I rappresentanti del partito e dell’organizzazione giovanile sottolineano come l’attuazione di queste scellerate scelte  rappresentino  una minaccia diretta alla tenuta dei servizi essenziali, con particolare riferimento alla sanità pubblica, all’istruzione e alle infrastrutture locali. Secondo i promotori, si vuole così spaccare ulteriormente il Paese,  consolidando le disuguaglianze economiche e sociali a danno dei territori del Sud e della Calabria.
Nello specifico, la petizione chiede con forza che anche la nostra Regione, ad iniziare dal Presidente Occhiuto,  si opponga chiaramente e formalmente alle preintese in corso tra il Governo e alcune Regioni del Nord, accordi che  sottrarranno risorse vitali e porteranno all’istituzione, di fatto, di un’Italia a due velocità.

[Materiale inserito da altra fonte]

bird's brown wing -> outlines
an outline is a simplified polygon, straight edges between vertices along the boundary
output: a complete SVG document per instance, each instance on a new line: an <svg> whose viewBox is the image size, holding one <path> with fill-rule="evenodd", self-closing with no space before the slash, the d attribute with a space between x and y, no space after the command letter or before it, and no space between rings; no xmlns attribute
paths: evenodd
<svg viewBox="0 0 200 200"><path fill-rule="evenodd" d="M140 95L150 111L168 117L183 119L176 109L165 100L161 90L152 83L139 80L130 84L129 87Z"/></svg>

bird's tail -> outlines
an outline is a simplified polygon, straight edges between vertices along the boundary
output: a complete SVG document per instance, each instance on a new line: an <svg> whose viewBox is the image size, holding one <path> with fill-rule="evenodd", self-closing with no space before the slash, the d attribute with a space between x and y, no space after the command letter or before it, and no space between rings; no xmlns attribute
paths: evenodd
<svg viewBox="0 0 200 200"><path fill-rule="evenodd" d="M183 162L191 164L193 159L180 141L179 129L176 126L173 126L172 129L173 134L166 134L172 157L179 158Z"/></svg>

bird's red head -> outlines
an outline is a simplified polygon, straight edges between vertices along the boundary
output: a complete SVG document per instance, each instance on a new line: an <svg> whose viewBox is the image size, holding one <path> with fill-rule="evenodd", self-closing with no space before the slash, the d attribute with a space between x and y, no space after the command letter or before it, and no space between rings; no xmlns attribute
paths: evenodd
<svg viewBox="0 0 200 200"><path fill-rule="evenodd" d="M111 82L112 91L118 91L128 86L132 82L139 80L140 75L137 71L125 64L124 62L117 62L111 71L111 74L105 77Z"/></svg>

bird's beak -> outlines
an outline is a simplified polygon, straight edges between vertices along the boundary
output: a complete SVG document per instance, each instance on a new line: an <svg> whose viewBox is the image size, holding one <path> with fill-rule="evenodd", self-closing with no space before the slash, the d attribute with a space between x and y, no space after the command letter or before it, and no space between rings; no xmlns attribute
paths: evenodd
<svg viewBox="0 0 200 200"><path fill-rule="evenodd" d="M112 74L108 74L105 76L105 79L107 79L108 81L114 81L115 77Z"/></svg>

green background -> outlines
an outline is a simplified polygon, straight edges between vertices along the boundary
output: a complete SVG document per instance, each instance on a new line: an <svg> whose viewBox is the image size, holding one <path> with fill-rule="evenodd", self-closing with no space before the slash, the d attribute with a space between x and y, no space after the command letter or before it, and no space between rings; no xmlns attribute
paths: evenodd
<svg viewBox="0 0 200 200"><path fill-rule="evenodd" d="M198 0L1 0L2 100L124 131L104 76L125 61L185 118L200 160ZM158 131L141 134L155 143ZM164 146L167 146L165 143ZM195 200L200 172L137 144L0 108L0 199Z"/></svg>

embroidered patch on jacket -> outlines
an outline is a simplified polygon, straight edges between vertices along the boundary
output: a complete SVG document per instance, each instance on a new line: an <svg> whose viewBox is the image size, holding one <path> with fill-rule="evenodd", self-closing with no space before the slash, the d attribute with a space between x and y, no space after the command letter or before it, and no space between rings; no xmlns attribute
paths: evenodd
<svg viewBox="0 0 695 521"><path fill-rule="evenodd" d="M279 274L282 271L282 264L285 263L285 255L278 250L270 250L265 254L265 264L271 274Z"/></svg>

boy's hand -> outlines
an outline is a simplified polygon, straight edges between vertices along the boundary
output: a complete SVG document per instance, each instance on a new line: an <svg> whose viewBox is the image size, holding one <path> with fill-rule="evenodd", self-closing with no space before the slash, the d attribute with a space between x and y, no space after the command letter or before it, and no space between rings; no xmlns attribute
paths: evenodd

Sostenere questa petizione popolare è un atto di responsabilità democratica e istituzionale, si legge nella nota congiunta di Rifondazione e Giovani Comunisti. È fondamentale fare fronte comune per bloccare un progetto che calpesta il principio costituzionale di uguaglianza dei cittadini e che rischia di impoverire irreversibilmente i nostri territori, privandoli del diritto a una sanità giusta e a servizi dignitosi.”
La mobilitazione per la raccolta delle firme si articola su un doppio binario: è già possibile firmare online attraverso le piattaforme dedicate e, parallelamente, in questi giorni saranno allestiti banchetti informativi e di raccolta firme in tutte le province della regione.
Rifondazione Comunista e i Giovani Comunisti invitano pertanto tutte le calabresi e i calabresi a recarsi presso i banchetti che verranno allestiti e a condividere l’appello, lanciato con la petizione,   per dare una risposta corale e determinata in  difesa della Costituzione e dell’unità del Paese.